Der Darmstädter Fußball-Profi Änis Ben-Hatira unterstützt eine salafistische Hilfsorganisation, die Fans haben den Spieler aufgefordert, sich zu distanzieren. Jetzt wehrt er sich.

Änis Ben-Hatira, Darmstädter Fußball-Profi, unterstützt die salafistische Hilfsorganisation Ansaar International

"Alles absoluter Quatsch": Änis Ben-Hatira sieht kein Problem in seinem Engagement

Bundesliga-Profi Änis Ben-Hatira vom SV Darmstadt 98 hat sich erneut zu seinem Engagement für eine umstrittene islamische Hilfsorganisation bekannt und seinen Kritikern unter den Fans des eigenen Vereins "eine Verleumdungskampagne gegen mich" vorgeworfen. "Schämt ihr euch nicht für solche Aktionen?

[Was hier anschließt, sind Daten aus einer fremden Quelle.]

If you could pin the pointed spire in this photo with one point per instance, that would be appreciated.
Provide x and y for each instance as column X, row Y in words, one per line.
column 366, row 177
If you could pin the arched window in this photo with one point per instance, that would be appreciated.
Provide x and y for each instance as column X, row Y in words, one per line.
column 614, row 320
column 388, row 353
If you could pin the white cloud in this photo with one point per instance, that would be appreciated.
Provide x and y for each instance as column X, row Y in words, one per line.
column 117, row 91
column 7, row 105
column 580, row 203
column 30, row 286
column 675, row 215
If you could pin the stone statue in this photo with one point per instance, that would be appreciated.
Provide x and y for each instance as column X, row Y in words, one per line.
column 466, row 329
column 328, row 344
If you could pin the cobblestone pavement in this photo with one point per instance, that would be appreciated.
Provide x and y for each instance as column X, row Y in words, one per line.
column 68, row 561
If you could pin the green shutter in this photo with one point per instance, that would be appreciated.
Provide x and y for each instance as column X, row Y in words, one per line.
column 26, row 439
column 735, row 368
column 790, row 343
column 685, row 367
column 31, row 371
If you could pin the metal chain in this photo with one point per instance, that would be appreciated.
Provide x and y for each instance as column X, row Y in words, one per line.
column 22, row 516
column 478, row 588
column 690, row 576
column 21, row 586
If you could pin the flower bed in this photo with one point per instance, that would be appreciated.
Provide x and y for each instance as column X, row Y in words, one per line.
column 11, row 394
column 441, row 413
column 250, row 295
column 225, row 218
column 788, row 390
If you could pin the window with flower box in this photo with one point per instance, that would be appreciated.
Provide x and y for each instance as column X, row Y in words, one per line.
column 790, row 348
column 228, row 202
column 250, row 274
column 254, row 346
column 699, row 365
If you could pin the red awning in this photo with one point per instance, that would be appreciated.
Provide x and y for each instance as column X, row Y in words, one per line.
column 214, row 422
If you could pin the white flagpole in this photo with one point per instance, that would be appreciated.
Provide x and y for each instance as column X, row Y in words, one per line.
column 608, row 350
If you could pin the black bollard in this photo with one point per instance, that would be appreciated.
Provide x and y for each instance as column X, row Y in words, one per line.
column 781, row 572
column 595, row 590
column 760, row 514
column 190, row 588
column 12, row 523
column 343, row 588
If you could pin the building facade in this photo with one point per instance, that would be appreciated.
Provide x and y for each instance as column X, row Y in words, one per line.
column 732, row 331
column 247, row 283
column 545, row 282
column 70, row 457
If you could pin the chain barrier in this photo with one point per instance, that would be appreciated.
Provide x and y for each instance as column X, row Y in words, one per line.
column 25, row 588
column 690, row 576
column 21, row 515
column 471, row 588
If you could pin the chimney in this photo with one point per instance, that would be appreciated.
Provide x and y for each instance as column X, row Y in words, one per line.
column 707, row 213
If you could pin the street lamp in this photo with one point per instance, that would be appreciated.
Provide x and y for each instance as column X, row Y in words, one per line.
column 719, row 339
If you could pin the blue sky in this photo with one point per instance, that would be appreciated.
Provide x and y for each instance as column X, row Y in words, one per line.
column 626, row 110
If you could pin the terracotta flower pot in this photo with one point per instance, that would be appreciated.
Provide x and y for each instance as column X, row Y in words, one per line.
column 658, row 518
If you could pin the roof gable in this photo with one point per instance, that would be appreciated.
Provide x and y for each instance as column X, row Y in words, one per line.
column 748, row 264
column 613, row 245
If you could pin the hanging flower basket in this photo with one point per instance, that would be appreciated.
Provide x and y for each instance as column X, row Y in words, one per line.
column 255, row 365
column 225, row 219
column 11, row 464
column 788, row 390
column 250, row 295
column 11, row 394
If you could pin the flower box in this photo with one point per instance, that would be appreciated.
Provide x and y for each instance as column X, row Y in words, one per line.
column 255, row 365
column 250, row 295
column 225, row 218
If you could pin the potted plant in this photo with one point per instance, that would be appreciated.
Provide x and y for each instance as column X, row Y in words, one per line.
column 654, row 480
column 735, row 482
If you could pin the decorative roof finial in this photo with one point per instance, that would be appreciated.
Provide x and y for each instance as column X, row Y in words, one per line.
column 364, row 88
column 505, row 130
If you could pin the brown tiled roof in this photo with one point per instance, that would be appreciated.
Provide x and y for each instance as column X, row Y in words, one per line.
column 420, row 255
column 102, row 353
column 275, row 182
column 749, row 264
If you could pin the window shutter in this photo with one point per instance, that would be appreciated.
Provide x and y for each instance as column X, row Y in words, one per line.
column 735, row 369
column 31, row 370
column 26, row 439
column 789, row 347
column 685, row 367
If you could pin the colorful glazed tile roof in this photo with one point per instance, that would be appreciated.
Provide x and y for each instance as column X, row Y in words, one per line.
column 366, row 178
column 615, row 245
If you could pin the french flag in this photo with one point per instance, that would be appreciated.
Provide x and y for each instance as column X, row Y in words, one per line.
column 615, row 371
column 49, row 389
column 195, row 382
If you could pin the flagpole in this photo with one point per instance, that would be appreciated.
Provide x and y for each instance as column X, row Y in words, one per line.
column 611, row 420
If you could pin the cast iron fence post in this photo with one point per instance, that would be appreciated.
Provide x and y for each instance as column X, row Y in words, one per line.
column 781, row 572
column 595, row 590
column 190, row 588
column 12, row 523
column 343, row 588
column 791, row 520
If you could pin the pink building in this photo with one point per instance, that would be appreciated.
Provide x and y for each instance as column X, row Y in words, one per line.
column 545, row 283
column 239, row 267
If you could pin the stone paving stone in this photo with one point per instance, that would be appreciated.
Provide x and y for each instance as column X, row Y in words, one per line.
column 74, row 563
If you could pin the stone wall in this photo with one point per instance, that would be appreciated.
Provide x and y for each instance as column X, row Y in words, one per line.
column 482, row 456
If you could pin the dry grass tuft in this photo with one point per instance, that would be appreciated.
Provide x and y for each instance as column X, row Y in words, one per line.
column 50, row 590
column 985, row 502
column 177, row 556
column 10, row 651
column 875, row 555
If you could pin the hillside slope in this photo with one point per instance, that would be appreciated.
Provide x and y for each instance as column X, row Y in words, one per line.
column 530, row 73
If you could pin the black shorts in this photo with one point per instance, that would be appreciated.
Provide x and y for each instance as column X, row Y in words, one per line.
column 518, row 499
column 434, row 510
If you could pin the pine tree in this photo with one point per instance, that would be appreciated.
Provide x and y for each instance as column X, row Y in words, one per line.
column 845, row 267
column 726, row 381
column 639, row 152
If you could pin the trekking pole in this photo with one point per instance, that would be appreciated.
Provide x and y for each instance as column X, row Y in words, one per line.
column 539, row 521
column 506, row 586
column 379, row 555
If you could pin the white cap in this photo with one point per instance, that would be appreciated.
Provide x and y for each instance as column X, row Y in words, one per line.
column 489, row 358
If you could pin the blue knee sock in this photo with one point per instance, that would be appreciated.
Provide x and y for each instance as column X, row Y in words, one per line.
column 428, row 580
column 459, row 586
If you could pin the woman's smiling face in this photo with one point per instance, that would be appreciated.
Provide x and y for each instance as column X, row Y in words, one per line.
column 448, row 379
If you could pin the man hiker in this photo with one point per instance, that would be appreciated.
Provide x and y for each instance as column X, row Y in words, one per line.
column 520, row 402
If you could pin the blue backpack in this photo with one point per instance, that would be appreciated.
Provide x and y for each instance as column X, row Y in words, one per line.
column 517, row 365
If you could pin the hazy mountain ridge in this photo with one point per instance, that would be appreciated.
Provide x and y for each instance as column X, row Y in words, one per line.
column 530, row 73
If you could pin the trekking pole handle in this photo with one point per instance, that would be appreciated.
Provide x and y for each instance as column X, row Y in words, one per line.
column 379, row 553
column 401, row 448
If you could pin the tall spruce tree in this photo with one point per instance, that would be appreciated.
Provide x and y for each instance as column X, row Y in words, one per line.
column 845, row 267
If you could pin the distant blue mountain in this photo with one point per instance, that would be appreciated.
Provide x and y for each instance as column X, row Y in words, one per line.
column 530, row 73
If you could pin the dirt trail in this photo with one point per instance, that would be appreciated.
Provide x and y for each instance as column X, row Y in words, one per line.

Denkt ihr wirklich, ich lasse mich dadurch einschüchtern?", schreibt der in Berlin geborene tunesische Nationalspieler auf seiner Facebook-Seite.

Er sei jemand, "der sich sozial einbringt und vor allem für Völkerverständigung steht, also für die Gleichbehandlung zwischen Menschen verschiedener Hautfarbe, Ethnien oder Glaubensrichtungen kämpft", erklärt Ben-Hatira weiter. "Von irgendwelchen radikalen Aktivitäten" sei bei den von ihm unterstützten Projekten nie etwas zu sehen gewesen. "Alles absoluter Quatsch."

Fans fordern Änis Ben-Hatira auf, sich zu distanzieren 

Darmstädter Fans und auch Politiker kritisieren den 28-Jährigen massiv, weil er für die Organisation Ansaar International wirbt, die als salafistisch gilt. Beim Heimspiel gegen Borussia Mönchengladbach wurde am Samstag im Stadion ein Flugblatt verteilt, in dem ein Fan-Bündnis Ben-Hatira dazu auffordert, sich von der Organisation zu distanzieren.

Im Verfassungsschutzbericht des Landes Nordrhein-Westfalen für das Jahr 2015 wird Ansaar International als "Bestandteil der extremistisch-salafistischen Szene" gewertet. Bei Spendensammlungen seien "international bekannte und angesehene salafistische Prediger als besondere Attraktionen eingebunden" worden, heißt es. Mitglieder treten regelmäßig an Informationsständen und bei Aktionen zur Verteilung des Korans in Erscheinung. Im Jahr 2014 soll Ansaar International für die Krisenregionen Gaza, Syrien und Somalia über 1,3 Millionen Euro eingesammelt haben. Gegründet wurde die Organisation laut Wikipedia 2012 unter dem Namen Ansaar Düsseldorf e. V.